Hi, my name is Greg Esposito, my friends call me Espo and I’m a Phoenix Suns-aholic. I also happen to be the team's Social Media Specialist as well as one of the online content creators. You'll find my sarcastic musings here on as the Suns Retorter.

  • Marshall Laister

    if you aren’t lucky enough to get Otto porter Jr. or Victor Olidipo, then trade the pick! Get someone already playing who can contribute immediately. 2 players in this draft are really worth drafting because they are well rounded players and i just named them. The kid from KY will get pushed around, Mclemore from Kansas lacks the mental, Trey Burke is not quick enough, and Anthony Bennet from UNLV lacks the high drive motor and length. I watch college basketball alot, and I was unimpressed with this years draft. The young man from Gonzaga is good, long, and smart, but will get abused underneath, We need a defensive stopped, who can shoot from outside, create his own shot, and rebounds well. Porter and Olidipo do all of the above, plus they can pass!

  • Evan Digiovanni

    Asks yourself this. If you are going off of college production alone does Alex Len even get drafted? Not a chance. He was not even voted as one of the best 15 players in his conference, yet the suns and draft analyst believed he was one of the top 5 players. College to NBA is not the guessing game it once was. A player that dominates in college is going to do well in the pros.
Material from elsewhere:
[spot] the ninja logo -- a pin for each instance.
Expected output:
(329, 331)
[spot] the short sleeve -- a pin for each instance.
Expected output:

The NBA players are not skipping college going straight to the NBA. The only reason people are calling this draft weak is because Shabazz Muhammed was not the best player in college even though he was in highschool. Analysts go weak freshmen player=weak draft. I think the suns are long going to regret there draft decision. A. When has a Calipari coached player not panned out? Obviously the suns knew this or the would not have wasted a 1st round pick on Archie Goodwin. No one in the SEC should have been drafted. The conference was pathetic. As a rapid NBA fan and an even bigger college hoops fan I am telling you suns front office you skipped on some serious talent. Whoever is in charge of hiring scouts pay attention take notes and look at this 3 and 10 years from today. Mclemore Olodipo and Trey Burke will all have multiple all star appearances. Cody Zeller, Gorgui Dieng, will have solid NBA careers. Pierre Jackson, Jeff Withey, and Peyton Siva will be the second round draft picks that end up on an NBA team and make an impact. What do all these players have in common? They all played against current and future NBA prospects and where actually considered guys you had to prepare when facing there respective teams. That something you can not say about Alex Lin. I hope this pick works out but I think this could go down as the suns biggest draft blunder of passing on Burke and Mclemore. The fact that Alex Lin was number one on the suns draft board makes me feel like no one in the suns organization actually watches college basketball.